I'm playing with this to remove text and noticed that if I feed a large and medium size images I get the error: OutOfMemoryError: CUDA out of memory. Tried to allocate 485.16 GiB. GPU 0 has a total capacity of 23.50 GiB of which 11.37 GiB is free.

Your model is quite small and I'm surprised why it requires so much memory (more than 10 GB)?

I tried downsizing the input image to 1024 x 1024 but still got OOM.

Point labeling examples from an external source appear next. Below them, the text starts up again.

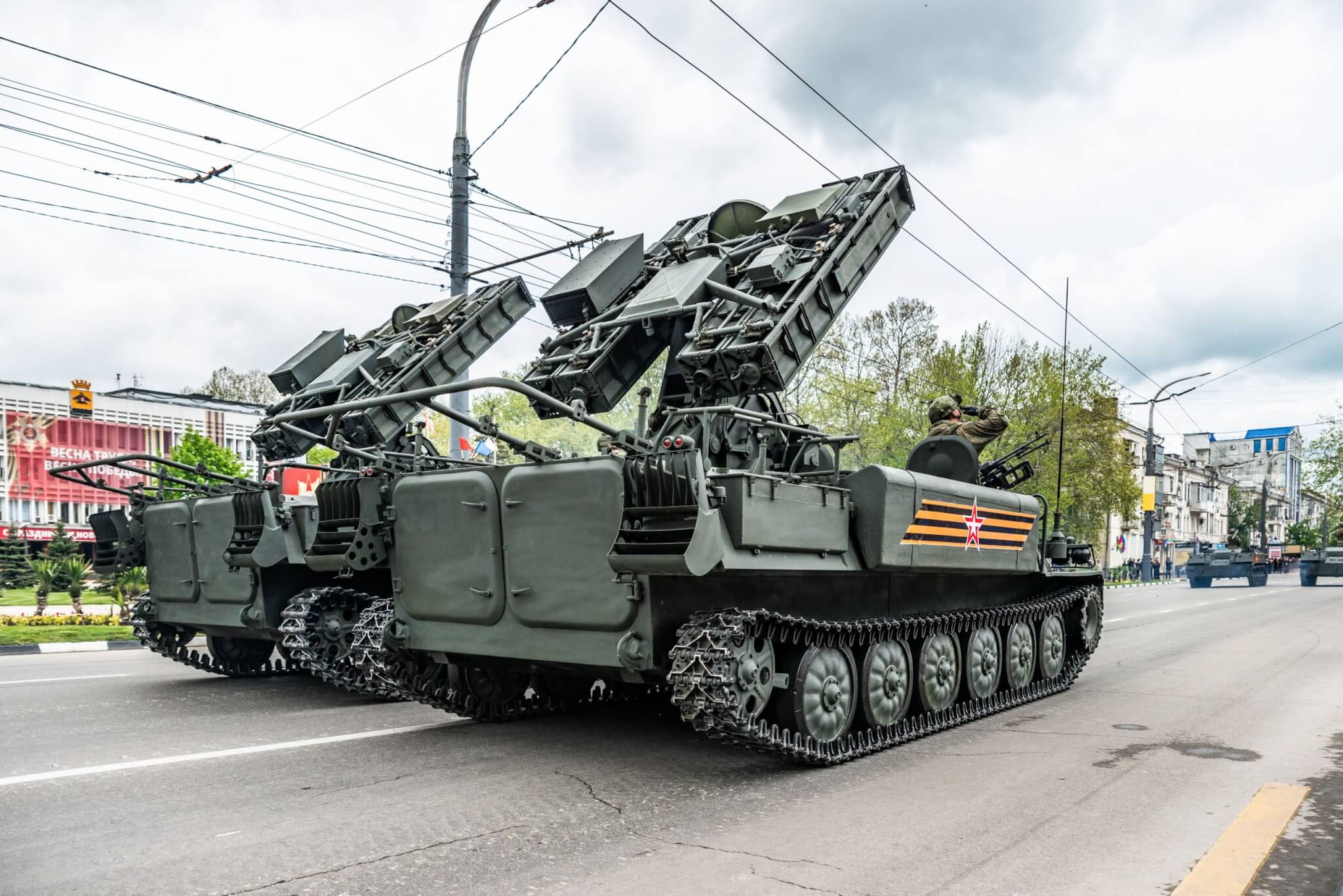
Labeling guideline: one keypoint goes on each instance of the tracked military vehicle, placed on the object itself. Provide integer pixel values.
(721, 556)
(1327, 562)
(256, 570)
(1226, 563)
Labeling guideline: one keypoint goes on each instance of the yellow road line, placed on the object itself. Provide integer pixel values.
(1230, 865)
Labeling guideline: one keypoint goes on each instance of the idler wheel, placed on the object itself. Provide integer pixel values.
(1021, 655)
(752, 674)
(1051, 646)
(888, 683)
(824, 695)
(245, 652)
(984, 663)
(939, 672)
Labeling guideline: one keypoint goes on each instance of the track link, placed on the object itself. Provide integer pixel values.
(333, 633)
(171, 641)
(702, 672)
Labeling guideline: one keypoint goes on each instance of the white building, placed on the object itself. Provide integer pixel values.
(1190, 508)
(1271, 456)
(49, 426)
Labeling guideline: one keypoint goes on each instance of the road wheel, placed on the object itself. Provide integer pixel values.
(1021, 655)
(824, 693)
(1051, 646)
(939, 672)
(984, 663)
(888, 683)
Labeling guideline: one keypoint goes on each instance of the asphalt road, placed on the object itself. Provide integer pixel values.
(1194, 700)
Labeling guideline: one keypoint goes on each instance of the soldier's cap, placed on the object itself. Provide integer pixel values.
(942, 409)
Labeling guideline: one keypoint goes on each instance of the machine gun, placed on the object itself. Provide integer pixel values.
(1003, 473)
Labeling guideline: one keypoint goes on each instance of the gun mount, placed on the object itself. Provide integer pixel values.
(1005, 473)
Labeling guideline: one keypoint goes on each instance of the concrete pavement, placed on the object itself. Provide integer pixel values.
(1117, 786)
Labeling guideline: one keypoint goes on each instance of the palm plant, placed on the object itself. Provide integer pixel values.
(43, 578)
(128, 586)
(75, 572)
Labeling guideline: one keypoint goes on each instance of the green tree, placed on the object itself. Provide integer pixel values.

At the moment I can make an inference model using bfloat16 and an image size of 1024 x 512. In this setup, the model uses 8GB, which is still quite a lot.
My code:

import torch
from modules.Losses import *
from torchvision.utils import make_grid
from torchvision import transforms as T
from PIL import Image
from modules.FETNet import FETNet
from utils.erode import *
from matplotlib import pyplot as plt


def plot(image,si=[12,12]):
    fig, ax = plt.subplots(figsize=si);ax.imshow(image,cmap='gray')
    ax.get_xaxis().set_visible(False);ax.get_yaxis().set_visible(False)
    plt.show()


# Downsample the input image to reduce memory usage
def load_and_preprocess_image(image_path, size=(512, 1024)):           # NOTE: set (1024, 1024) to get OOM
    img = Image.open(image_path).convert('RGB')
    img = img.resize(size)
    img = to_tensor(img).float()
    img = torch.unsqueeze(img, 0)
    return img


to_tensor = T.ToTensor()
to_pil_image = T.ToPILImage()

G = FETNet(3)
ckpt_dict = torch.load("scut_enstext.pth")
G.load_state_dict(ckpt_dict)
G = G.to("cuda").to(torch.bfloat16)
G.eval()

total_params = sum(p.numel() for p in G.parameters())
print(total_params)

img = load_and_preprocess_image("2.jpg")

with torch.no_grad():
    img = img.to("cuda").to(torch.bfloat16)
    fake_B, masks_out = G(img)

comp_B = fake_B * (1 - masks_out) + img * masks_out
for k in range(comp_B.size(0)):
    grid = make_grid(comp_B[k:k + 1])
    grid = to_pil_image(grid)
    plot(grid)

Test image:
2

Therefore the issue remains the same. Don't you think that the model is consuming too much memory?
Perhaps there is a memory leak somewhere in the source code?